Author + information
- Received January 25, 2005
- Revision received February 25, 2005
- Accepted February 28, 2005
- Published online June 21, 2005.
- Andrew T.L. Ong, MBBS, FRACP,
- Eugène P. McFadden, MD, FRCPI, FACC,
- Evelyn Regar, MD, PhD,
- Peter P.T. de Jaegere, MD, PhD,
- Ron T. van Domburg, PhD and
- Patrick W. Serruys, MD, PhD, FACC⁎ ()
- ↵⁎Reprint requests and correspondence:
Prof. Patrick W. Serruys, Thoraxcenter, Ba-583, Dr. Molewaterplein 40, 3015-GD Rotterdam, the Netherlands
Objectives We sought to describe the incidence of late angiographic stent thrombosis (LAST) events in an unselected drug-eluting stent (DES) population.
Background Concerns have been raised that LAST may be a potential limitation of DES.
Methods We have previously reported the angiographic incidence of early stent thrombosis (1.0%) in this prospective cohort of 2,006 patients treated with either sirolimus-eluting stents (SES) (n = 1,017) or paclitaxel-eluting stents (PES) (n = 989).

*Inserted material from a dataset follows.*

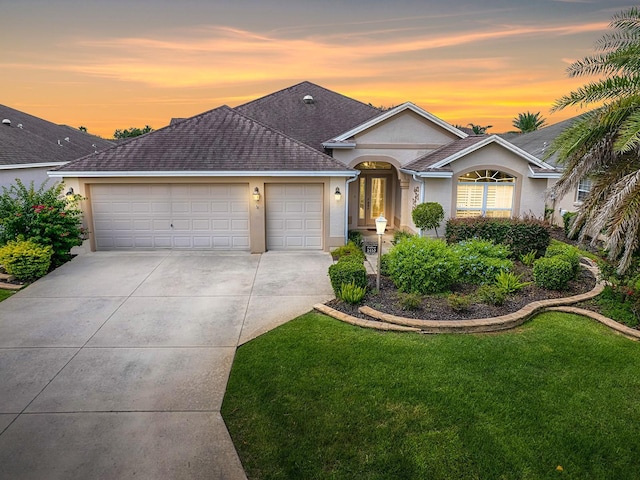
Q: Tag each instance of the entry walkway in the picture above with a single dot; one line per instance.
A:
(115, 364)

We continued long-term follow-up to determine the incidence of LAST events, defined as angiographically proven stent thrombosis associated with acute symptoms more than 30 days after DES implantation. All patients had at least 1 year of follow-up, mean duration 1.5 years.
Results There were eight angiographically confirmed LAST events in seven patients: three with SES (at 2, 25, and 26 months) and five with PES (at 6, 7, 8, 11, and 14.5 months). Three cases were related to complete cessation of antiplatelet therapy, two cases occurred while patients were on aspirin therapy within one month of cessation of clopidogrel, and three cases occurred at a time when patients were apparently clinically stable on aspirin monotherapy. We observed no cases of LAST in patients who were on dual antiplatelet therapy. Two deaths occurred directly as a result of LAST.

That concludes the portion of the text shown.